IX. TARİH VE KISSALAR
B. PEYGAMBER
KISSALARI-29
15. İMRAN AİLESİ-2
b) Hz. İsa ve Meryem-1
(1) Kavram olarak, Tarih ve Kıssalar, Peygamber Kıssaları, İmran Ailesi, Hz. İsa ve Meryem
Kitap'ta Meryem'i de an. Hani o, ailesinden ayrılıp doğu tarafında bir mekâna çekilmişti. Onlarla arasına bir perde çekmişti. Biz de ruhumuzu ona göndermiştik de o kendisine sapasağlam bir insan şeklinde görünmüştü. Meryem demişti: "Ben senden, Rahman'a sığınıyorum. Takva sahibi biriysen dikkatli ol." Ruh dedi: "Ben, sadece Rabbinin elçisiyim. Sana tertemiz bir oğlan bağışlamak için buradayım." Dedi: "Benim nasıl oğlum olur; bana herhangi bir insan dokunmadı. Ben bir kahpe de değilim." Dedi: "İşte böyle! Rabbin buyurdu ki: 'O benim için çok kolaydır. Böyle olması onu, insanlara bir mucize ve bizden bir rahmet yapmamız içindir. Hükme bağlanmış bir iştir bu." Ona gebe kaldı. Ardından da onunla uzak bir mekâna çekildi. Nihayet doğum sancısı onu, bir hurma ağacının kütüğüne götürdü. "Ah dedi, keşke daha önce ölseydim, keşke unutulup gitseydim." Altından ona şöyle seslendi: "Tasalanma, Rabbin senin alt yanında bir su arkı vücuda getirdi." "Hurma ağacının kütüğünü kendine doğru salla, üzerine olgun, taze hurma dökülecektir." "Artık ye, iç. Gözün aydın olsun. Eğer insanlardan birini görürsen şöyle söyle: 'Ben Rahman için oruç adadım. Onun için bugün, insan cinsinden hiç kimseyle konuşmayacağım." Meryem, onu taşıyarak toplumuna getirdi. "Ey Meryem, dediler, şaşılacak bir iş yaptın!" "Ey Harun'un kız kardeşi! Baban kötü bir adam değildi. Annen de bir kahpe değildi." Meryem, çocuğa işaret etti. Dediler: "Beşikteki bir sabiyle nasıl konuşuruz?" Sabi dedi: "Ben Allah'ın kuluyum. O bana kitap verdi, beni peygamber yaptı." "Beni, bulunduğum her yerde kutsal ve bereketli kıldı. Yaşadığım sürece bana namazı, zekâtı önerdi." "Anneme iyilik etmemi önerdi. Beni zorba bir eşkıya yapmadı." "Selam bana doğduğum gün, öleceğim gün ve diri olarak kaldırılacağım gün." İşte Meryem'in oğlu İsa budur! Hakkında kuşku ve çelişmeye düştükleri şeyin doğrusu bu sözdür. 19. sure (MERYEM) 16-34. ayet (Resmi: 19/İniş:44/Alfabetik:63)
Meryem'in
oğlu, kendisine nimet verdiğimiz ve İsrailoğullarına örnek yaptığımız bir
kuldu. İsa, açık seçik kanıtlarla geldiğinde şöyle demişti: "Ben size
hikmet getirdim ve tartışıp durduğunuz şeylerin bir kısmını size açıklayayım
diye geldim. O halde, Allah'tan korkun ve bana itaat edin!"

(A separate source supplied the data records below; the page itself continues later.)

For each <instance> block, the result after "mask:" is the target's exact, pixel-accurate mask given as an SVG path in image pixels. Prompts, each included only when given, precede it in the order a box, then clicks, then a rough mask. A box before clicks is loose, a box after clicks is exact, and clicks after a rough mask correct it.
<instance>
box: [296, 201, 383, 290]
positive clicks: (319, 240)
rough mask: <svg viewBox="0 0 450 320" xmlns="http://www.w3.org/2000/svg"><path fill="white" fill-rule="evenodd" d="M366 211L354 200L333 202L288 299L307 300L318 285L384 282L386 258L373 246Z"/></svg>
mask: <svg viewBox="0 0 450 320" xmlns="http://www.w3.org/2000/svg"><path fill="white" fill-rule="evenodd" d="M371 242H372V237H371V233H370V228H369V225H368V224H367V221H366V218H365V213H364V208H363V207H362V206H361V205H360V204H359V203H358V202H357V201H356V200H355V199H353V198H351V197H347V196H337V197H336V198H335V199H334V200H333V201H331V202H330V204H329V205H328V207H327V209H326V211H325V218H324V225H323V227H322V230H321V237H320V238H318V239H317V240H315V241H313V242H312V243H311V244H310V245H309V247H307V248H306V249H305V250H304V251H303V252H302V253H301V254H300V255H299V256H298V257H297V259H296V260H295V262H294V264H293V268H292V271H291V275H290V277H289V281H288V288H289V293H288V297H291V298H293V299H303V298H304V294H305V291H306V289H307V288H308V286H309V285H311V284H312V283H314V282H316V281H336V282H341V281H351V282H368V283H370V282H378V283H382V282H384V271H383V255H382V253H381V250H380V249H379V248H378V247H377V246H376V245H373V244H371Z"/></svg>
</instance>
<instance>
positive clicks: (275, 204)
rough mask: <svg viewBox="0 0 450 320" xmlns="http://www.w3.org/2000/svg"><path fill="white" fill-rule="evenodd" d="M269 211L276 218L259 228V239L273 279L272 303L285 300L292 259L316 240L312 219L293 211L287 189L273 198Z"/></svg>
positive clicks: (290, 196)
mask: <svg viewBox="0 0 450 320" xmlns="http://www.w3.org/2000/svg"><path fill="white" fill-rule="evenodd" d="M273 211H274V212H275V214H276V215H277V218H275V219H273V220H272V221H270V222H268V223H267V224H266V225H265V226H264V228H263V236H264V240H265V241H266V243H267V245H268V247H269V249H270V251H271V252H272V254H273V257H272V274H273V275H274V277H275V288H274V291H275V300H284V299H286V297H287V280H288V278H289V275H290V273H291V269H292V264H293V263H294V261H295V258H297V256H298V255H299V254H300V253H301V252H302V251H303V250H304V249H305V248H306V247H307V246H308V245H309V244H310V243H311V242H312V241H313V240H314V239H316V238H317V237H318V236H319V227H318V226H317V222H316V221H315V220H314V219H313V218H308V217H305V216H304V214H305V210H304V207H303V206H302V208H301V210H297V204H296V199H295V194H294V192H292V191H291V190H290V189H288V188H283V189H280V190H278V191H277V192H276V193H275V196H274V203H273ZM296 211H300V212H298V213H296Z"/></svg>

"Kuşkusuz, Allah hem benim Rabbimdir hem sizin Rabbiniz. O halde O'na
kulluk/ibadet edin! İşte bu, dosdoğru bir yoldur." Böyle iken, aralarından
çıkan hizipler ihtilafa düştüler. Korkunç bir günün azabından vay haline o
zulmedenlerin! 43. sure (ZUHRUF) 59-65. ayet
(Resmi: 43/İniş:63/Alfabetik:113)
Ve o, cinsiyet organını/ırzını titizlikle
koruyan kadın. Onun bağrına ruhumuzdan üfledik de kendisini ve oğlunu âlemler
için bir mucize yaptık. İşte şu sizin ümmetiniz bir tek ümmettir. Ben de
Rabbinizim. O halde bana kulluk/ibadet edin. 21. sure (ENBİYÂ) 91-92. ayet (Resmi: 21/İniş:73/Alfabetik:21)
Meryem'in
oğluyla annesini birer ayet kıldık ve onları oturmaya uygun pınarlı bir tepeye
yerleştirdik. 23. sure (MÜ'MİNÛN) 50. ayet
(Resmi: 23/İniş:74/Alfabetik:70)
Bu,
Allah'ın; şeytanın attığını, kalplerinde hastalık olanlara, gönülleri
katılaşanlara bir fitne yapması içindir. Zalimler, geri dönülmez bir ayrılık ve
kopuş içindedirler. 22. sure (HAC) 53. ayet
(Resmi: 22/İniş:88/ Alfabetik:32)
Hani,
İmran'ın karısı şöyle demişti: "Rabbim, karnımdakini özgür bir biçimde
sana adadım; onu benden kabul et. Kuşkusuz sen, evet sen, her şeyi duyan, her
şeyi bilensin." Onu doğurunca -Allah onun ne doğurduğunu daha iyi bildiği
halde- şöyle dedi: "Rabbim, onu kız olarak doğurdum ve erkek, kız gibi
değildir. Adını Meryem koydum onun. Onu ve soyunu, kovulmuş şeytandan sana
sığındırıyorum." Allah, onu güzel bir kabulle kabul etti ve onu güzel bir
bitki gibi besleyip büyüttü. Onu, Zekeriyya'nın korumasına verdi. Zekeriyya,
mihrapta onun yanına her girdiğinde, orada bir rızık bulur ve sorardı:
"Meryem, bu sana nereden?" Meryem de "Bu, Allah katındandır;
çünkü Allah dilediğini hesapsızca rızıklandırır." derdi. 3. sure (ÂLİ IMRÂN) 35-37. ayet (Resmi: 3/İniş:94/Alfabetik:7)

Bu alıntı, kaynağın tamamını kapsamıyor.